Scientists have developed a novel rearrangement algorithm for neutral atom quantum computers, significantly improving the speed of preparing qubits for computation. This work addresses a critical bottleneck in neutral atom computing, where atoms must be precisely positioned within an array before quantum circuits can begin. The team’s algorithm focuses on maximizing parallel movement of atoms, enabling the simultaneous transfer of multiple qubits, a substantial improvement over existing methods. The algorithm operates by identifying complex, composite moves where numerous atoms are picked up and maneuvered towards their target locations in a single step.

For example, a single move within the algorithm can fill eight sites in a target area, whereas a sequential approach would require at least thirteen separate operations to achieve the same result. Measurements confirm that the new algorithm saves more than 50% of the move-execution time compared to currently available methods. The team implemented the algorithm in C++ for fast run times, with a Python wrapper for easy integration into existing quantum computing software, and made it publicly available. This breakthrough delivers a substantial improvement in the efficiency of neutral atom quantum computers, paving the way for faster and more complex quantum computations.

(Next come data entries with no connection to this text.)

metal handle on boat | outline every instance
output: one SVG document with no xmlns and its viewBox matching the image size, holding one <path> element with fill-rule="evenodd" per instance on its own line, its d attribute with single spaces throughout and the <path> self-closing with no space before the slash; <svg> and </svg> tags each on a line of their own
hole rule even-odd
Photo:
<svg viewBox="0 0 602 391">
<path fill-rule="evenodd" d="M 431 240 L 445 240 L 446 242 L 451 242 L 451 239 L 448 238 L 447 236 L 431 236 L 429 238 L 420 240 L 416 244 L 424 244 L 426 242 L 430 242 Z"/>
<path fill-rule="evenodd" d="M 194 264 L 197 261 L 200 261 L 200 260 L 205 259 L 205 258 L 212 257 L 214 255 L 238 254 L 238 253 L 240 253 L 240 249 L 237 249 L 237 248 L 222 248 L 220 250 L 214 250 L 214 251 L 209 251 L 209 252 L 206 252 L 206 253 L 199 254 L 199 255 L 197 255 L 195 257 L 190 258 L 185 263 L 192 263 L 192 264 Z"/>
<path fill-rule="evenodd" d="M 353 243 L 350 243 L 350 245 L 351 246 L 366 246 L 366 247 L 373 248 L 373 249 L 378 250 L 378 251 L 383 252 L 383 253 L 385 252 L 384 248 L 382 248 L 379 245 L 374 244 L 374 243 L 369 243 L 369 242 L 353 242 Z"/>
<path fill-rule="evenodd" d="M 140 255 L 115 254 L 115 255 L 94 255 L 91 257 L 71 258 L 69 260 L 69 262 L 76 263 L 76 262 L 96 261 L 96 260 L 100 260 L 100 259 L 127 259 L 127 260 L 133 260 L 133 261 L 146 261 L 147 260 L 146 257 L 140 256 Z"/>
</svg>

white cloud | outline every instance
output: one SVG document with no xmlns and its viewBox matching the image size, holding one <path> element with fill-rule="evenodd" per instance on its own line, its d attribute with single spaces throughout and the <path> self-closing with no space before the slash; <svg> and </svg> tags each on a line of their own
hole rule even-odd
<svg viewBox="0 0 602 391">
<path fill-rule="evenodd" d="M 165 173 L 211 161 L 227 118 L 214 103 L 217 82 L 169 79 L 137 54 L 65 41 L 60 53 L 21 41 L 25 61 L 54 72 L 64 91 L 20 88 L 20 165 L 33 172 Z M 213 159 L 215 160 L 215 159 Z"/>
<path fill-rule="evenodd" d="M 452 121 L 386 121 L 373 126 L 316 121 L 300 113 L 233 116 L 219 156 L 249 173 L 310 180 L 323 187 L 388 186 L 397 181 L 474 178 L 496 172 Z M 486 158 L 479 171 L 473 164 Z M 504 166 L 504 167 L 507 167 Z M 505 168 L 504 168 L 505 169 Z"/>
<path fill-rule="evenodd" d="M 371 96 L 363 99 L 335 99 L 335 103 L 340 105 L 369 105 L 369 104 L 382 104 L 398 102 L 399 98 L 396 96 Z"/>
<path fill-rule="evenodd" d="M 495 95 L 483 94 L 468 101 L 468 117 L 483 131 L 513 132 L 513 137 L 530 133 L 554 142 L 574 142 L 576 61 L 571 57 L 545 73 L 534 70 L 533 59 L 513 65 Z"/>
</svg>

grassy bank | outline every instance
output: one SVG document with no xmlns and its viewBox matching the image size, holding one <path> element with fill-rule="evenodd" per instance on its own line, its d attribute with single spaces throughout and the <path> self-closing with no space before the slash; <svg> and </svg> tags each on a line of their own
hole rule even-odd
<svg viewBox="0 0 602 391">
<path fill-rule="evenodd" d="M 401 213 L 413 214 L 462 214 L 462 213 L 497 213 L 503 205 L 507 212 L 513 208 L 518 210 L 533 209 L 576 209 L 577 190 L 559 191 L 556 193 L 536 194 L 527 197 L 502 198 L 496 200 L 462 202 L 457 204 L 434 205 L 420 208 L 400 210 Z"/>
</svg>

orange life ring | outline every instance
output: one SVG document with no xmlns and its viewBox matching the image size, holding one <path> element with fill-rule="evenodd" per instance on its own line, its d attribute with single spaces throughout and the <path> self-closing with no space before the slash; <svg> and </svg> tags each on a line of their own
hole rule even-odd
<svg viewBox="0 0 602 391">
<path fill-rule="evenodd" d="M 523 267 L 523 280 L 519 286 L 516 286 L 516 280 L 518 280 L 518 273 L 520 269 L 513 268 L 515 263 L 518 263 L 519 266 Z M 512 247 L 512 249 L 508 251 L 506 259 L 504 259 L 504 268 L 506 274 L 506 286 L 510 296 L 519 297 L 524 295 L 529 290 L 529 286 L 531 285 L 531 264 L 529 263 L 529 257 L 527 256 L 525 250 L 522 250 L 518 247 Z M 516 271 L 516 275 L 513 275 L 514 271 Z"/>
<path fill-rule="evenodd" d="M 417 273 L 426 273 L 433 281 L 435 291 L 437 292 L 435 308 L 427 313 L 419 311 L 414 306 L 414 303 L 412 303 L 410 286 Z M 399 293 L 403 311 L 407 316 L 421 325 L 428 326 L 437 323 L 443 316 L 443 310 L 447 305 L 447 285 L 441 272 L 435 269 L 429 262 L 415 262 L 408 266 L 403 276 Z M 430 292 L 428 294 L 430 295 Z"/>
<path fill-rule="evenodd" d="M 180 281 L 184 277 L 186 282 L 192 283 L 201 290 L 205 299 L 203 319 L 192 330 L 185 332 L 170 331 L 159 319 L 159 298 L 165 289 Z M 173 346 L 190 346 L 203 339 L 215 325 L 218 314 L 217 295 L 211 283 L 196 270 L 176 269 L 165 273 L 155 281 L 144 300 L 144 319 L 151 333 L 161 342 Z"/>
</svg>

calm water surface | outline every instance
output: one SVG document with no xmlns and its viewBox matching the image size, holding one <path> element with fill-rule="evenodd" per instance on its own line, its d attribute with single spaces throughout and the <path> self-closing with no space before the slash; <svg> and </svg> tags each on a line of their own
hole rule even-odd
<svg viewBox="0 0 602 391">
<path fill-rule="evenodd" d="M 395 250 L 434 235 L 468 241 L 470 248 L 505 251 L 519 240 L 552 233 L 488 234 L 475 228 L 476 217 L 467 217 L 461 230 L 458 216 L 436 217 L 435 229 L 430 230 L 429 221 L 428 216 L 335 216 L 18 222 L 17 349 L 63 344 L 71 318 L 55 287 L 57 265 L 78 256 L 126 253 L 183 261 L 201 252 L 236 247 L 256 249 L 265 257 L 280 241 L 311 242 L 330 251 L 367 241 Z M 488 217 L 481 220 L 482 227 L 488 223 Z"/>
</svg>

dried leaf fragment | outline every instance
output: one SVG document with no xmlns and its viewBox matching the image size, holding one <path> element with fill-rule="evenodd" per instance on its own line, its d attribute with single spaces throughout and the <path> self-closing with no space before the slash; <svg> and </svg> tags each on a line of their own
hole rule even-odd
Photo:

Scalable Neutral Atom Rearrangement Algorithm Demonstrated

This work introduces a novel algorithm designed to improve the rearrangement of neutral atoms in quantum computing systems, a crucial step in preparing qubits for computation. The team successfully demonstrated that their approach enhances parallelizability compared to existing methods, particularly for near-term devices with up to around 1000 qubits, and suggests potential scalability to several thousand qubits with further refinement. The algorithm operates by simultaneously moving multiple atoms to potentially distant target locations, streamlining the rearrangement process. Results indicate the algorithm’s success rate closely aligns with the probability of having a sufficient number of atoms in the source array, confirming its reliability when adequate resources are available. The authors note that the chosen cost function facilitates comparison with other algorithms, and that more conservative estimates would increase the reported execution times. Future work will likely focus on optimizing the algorithm for physical implementation and exploring its performance with larger qubit numbers, potentially unlocking significant advancements in neutral atom quantum computing.